On Wed, Apr 19, 2000 at 08:42:17AM -0500, McNutt, Justin M. wrote:
> Found it. 'strings /usr/bin/ethereal' shows that Ethereal is linked to
> libc.so.6 (glibc), which I have yet to get installed.
I now infer from "libc.so.6 (glibc)" that you're running Linux, and that
from "downloaded the .tar.gz binaries" and "which I have yet to get
installed" that you're probably running a pre-glibc version of
Slackware.
The Package Central entry for Ethereal doesn't say for which version of
Slackware the package was built; I have the impression that glibc is a
relatively recent addition to Slackware, so I'm a bit surprised that the
package would be built with glibc.
> I'm going to struggle with that part. I got it all compiled once, but then
> scrapped it because there were warnings on the glibc HOWTO page suggesting
> that "you don't want glibc-2.1.x as your main library." Hmmm...

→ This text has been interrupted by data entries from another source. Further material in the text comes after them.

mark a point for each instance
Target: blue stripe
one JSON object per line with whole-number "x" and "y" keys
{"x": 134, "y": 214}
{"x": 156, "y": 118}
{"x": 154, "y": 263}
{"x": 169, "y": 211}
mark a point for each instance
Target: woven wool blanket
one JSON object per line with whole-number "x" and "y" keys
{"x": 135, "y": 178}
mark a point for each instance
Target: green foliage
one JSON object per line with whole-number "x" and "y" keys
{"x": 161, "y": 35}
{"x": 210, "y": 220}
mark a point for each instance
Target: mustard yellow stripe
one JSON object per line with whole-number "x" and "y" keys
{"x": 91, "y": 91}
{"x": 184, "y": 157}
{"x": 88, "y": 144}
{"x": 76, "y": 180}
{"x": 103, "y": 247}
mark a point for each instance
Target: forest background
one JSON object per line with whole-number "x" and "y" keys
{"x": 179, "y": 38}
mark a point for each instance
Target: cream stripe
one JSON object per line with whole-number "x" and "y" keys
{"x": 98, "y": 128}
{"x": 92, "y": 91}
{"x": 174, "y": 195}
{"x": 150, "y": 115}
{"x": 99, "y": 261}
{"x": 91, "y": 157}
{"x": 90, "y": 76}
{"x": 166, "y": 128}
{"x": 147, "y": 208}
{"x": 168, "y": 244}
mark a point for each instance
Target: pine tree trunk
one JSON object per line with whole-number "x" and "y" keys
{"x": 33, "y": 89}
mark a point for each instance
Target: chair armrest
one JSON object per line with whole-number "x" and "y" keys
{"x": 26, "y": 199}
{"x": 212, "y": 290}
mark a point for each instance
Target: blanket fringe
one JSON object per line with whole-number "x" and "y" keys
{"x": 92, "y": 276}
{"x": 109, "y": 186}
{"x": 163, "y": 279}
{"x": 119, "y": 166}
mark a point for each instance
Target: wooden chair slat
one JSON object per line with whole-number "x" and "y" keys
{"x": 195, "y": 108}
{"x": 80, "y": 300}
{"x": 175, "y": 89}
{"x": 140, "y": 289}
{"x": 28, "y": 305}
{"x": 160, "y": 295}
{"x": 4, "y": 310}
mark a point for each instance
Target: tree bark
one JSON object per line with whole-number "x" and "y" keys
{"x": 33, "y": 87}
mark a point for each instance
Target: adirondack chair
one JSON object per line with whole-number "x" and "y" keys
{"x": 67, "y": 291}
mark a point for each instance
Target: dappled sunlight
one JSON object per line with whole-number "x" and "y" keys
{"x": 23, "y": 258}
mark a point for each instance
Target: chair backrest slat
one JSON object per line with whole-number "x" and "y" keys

I have the impression that the major commercial distributions, at least,
are using 2.1[.x], of some flavor, so perhaps the HOWTO is either out of
date or excessively conservative. (Heck, the glibc HOWTO I see on
"www.linuxdoc.org" has a date of 22 June 1998, and says that 2.1 is "due
out in the near future". Perhaps, given that glibc is used by, I think,
most of the major distributions, the HOWTO for it is no longer
considered important.)
Perhaps the version of Slackware (or whatever other Linux distribution
is on your machine, if it's not Slackware) you have, being libc5-based,
doesn't have sufficiently up-to-date header files, and thus doesn't
define INT_MAX, causing the compile problem with the source
distribution.
> But at least I know why Ethereal (and a couple other things) won't run even
> when the binaries were downloaded. <whacks forehead> Grr...
If you are running an older version of Slackware, you might want to
consider upgrading to Slackware 6.0, to get a more modern environment.